Ah the idiocy of Nazis...

No Adolf, the Canaanites were not Arabs and there were no Arabs in the region at the time.

The Arabs migrated from North Africa during the 2nd to 4th century AD. As the power of Rome waned, the Africans were able to waltz in and take over. The Medes were virtually wiped out, the Persians were driven back to Iran, Babylon had been sacked by Rome and never recovered, it was ripe for the taking. So the Arabs from Libya, Morocco, Egypt, et al, fled the droughts that were decimating North Africa.

The Assyrian, Mede, Persian, and Greek populations were all genetically Caucasian. The Arabs are African genetically. They were not a significant presence until Rome withdrew.
 
the tresty of guadalupe hildago is unclear and has been amended a few times. it is not really a topic for this board. if we discuss it here, our posts will probably be erased.

you heard wrong, but even if you heard right, so what? the palestinians were there and a european religious group displaced them from their homes. personally, i think they were duped as much as anyone else.

what i would like you to do is try to express it in genral terms...or i can.

do you think a religious group has a right to displace a native people to establish a state based upon that religion?

Religion would not make a difference to me, so you can just ask should any group have a right to displace another group of people if that displaced group was there first?

Then we have to get philosophical and define what "rights" does any group or person have in originating a right to claim something as solely and exclusively their own and how can they establish that right without a collective group effort to protect it, they would need a tribe, government willing to share and protect those rights.

Territory is a human construction made to establish order and a way to be civilized in the hierarchy of needs, all human beings have the same basic needs.

Nobody really has a right to claim the earth as their own, humans are just inherently greedy it seems. :cool:

jews are a religious group. that is the basis of their claim.

so you think every group based upon whatever has a right to stake a claim on any land they have inhabited at some arbitrary point in time that they choose.

it was not the palestinians that chased those adherents of judaism out of the holy land nor was it the palestinians who slaughtered millions of jews in the mid 1900s, but they are the ones paying the price.

i no longer think you are seeking education on the issue as you claim. i think you are avoiding questions, dismissing arguments, and pursueing an agenda.

i have yet to see anyone come up with a general rule that applies to all people that accurately reflects the creation of israel. that is what equal treaatment is all about.

I think we have enough food, materials for shelter and water for everyone and because human beings are greedy they form tribes, governments and religions as a social construct to monopolize territories, it's seems to be inherent greed in humans.

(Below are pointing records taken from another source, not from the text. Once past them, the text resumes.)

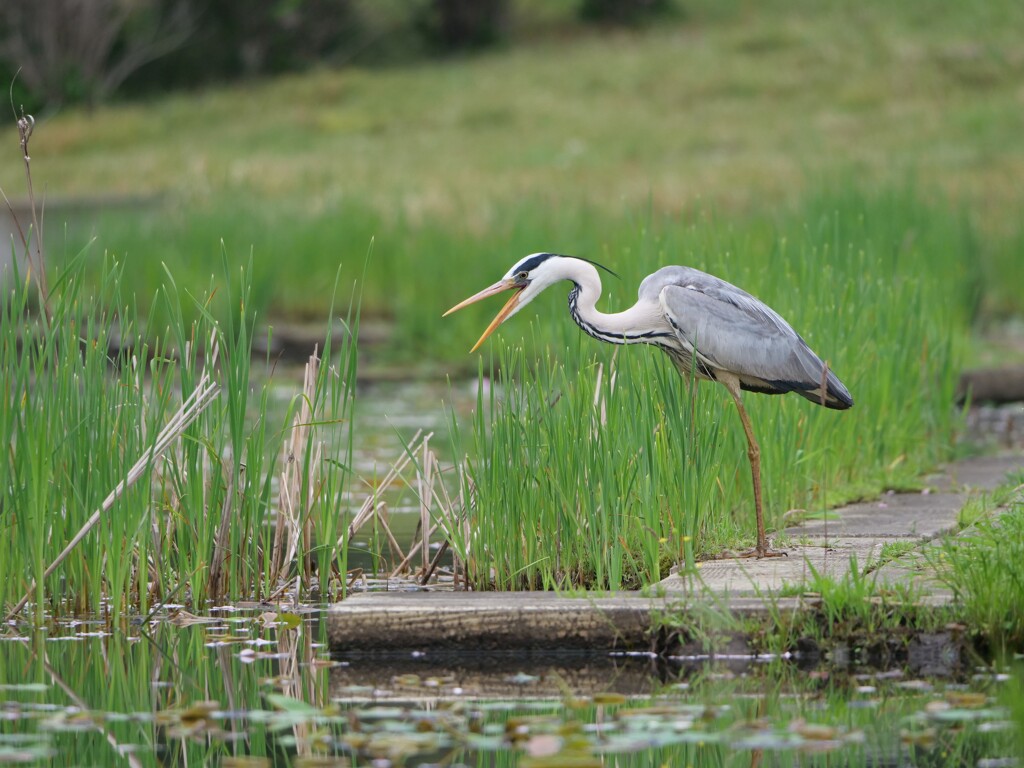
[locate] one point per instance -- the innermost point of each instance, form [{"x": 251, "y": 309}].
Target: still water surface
[{"x": 258, "y": 687}]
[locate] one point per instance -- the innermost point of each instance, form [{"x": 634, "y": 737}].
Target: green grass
[
  {"x": 602, "y": 484},
  {"x": 194, "y": 526},
  {"x": 735, "y": 111},
  {"x": 982, "y": 567},
  {"x": 855, "y": 169}
]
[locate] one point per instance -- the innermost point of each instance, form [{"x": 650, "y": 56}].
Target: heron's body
[{"x": 710, "y": 328}]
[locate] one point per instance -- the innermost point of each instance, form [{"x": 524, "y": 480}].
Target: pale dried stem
[
  {"x": 204, "y": 394},
  {"x": 292, "y": 508}
]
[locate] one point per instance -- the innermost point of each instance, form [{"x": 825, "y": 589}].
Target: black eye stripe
[{"x": 528, "y": 265}]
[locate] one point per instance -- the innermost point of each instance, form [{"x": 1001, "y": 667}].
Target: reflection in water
[{"x": 260, "y": 684}]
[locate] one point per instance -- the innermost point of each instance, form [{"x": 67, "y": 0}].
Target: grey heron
[{"x": 711, "y": 330}]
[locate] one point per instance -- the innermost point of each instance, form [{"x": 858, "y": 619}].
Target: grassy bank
[
  {"x": 732, "y": 110},
  {"x": 603, "y": 458},
  {"x": 858, "y": 174}
]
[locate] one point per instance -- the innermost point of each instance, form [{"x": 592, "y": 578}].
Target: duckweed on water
[{"x": 251, "y": 687}]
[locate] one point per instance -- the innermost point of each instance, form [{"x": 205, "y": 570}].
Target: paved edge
[{"x": 487, "y": 622}]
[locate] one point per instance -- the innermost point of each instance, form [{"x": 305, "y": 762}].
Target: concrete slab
[{"x": 465, "y": 622}]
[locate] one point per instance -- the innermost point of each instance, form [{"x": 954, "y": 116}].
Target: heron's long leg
[{"x": 754, "y": 454}]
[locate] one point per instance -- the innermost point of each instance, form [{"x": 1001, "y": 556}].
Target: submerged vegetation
[{"x": 583, "y": 465}]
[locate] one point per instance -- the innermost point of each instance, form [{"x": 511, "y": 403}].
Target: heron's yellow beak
[{"x": 510, "y": 305}]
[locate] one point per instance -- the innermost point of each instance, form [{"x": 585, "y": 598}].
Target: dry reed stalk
[
  {"x": 292, "y": 508},
  {"x": 218, "y": 579},
  {"x": 370, "y": 505},
  {"x": 205, "y": 393}
]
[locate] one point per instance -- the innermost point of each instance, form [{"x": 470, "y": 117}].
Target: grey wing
[{"x": 726, "y": 329}]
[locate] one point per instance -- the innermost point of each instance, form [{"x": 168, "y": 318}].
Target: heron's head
[{"x": 525, "y": 280}]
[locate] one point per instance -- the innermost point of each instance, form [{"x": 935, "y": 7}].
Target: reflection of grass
[{"x": 183, "y": 695}]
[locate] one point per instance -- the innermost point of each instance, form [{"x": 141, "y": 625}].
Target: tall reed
[
  {"x": 596, "y": 465},
  {"x": 84, "y": 399}
]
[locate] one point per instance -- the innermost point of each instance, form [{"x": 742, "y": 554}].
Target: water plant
[
  {"x": 604, "y": 468},
  {"x": 115, "y": 500}
]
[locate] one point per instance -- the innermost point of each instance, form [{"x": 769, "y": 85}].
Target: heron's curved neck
[{"x": 634, "y": 326}]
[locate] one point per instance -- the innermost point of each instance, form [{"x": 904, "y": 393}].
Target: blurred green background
[{"x": 426, "y": 145}]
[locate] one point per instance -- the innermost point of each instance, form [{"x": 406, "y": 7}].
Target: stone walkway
[{"x": 462, "y": 622}]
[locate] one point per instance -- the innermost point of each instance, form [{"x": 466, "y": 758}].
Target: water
[{"x": 258, "y": 687}]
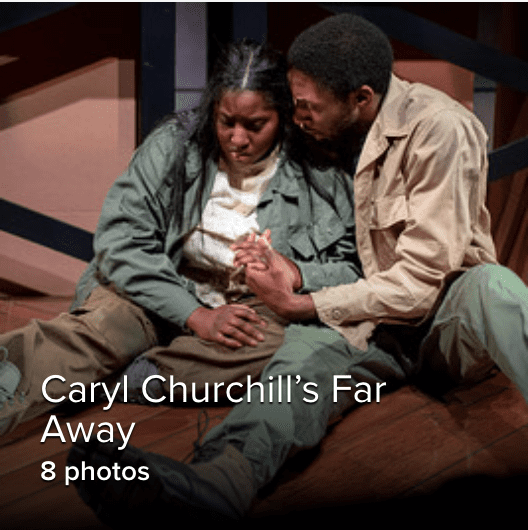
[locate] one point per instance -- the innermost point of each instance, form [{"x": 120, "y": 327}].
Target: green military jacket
[{"x": 138, "y": 250}]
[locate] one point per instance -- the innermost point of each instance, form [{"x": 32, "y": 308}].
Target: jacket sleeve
[
  {"x": 341, "y": 266},
  {"x": 445, "y": 160},
  {"x": 130, "y": 239}
]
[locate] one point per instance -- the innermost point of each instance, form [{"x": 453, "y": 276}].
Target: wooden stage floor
[{"x": 411, "y": 458}]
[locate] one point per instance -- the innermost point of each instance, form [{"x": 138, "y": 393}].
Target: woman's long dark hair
[{"x": 246, "y": 65}]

Any opinion on which group is right is going to be bias.

The bias lies in which groups socially constructed story you adhere to.

Those stories may come to you from family traditions, patriotism, politics, religions, friends or some momental past experience that left an impact or imprint forming an allegiance to some group or cause.

If you strip away bias and indoctrination from the equation, all humans have the same basic needs and if one has a right to a basic need all humans have the same rights to basic needs.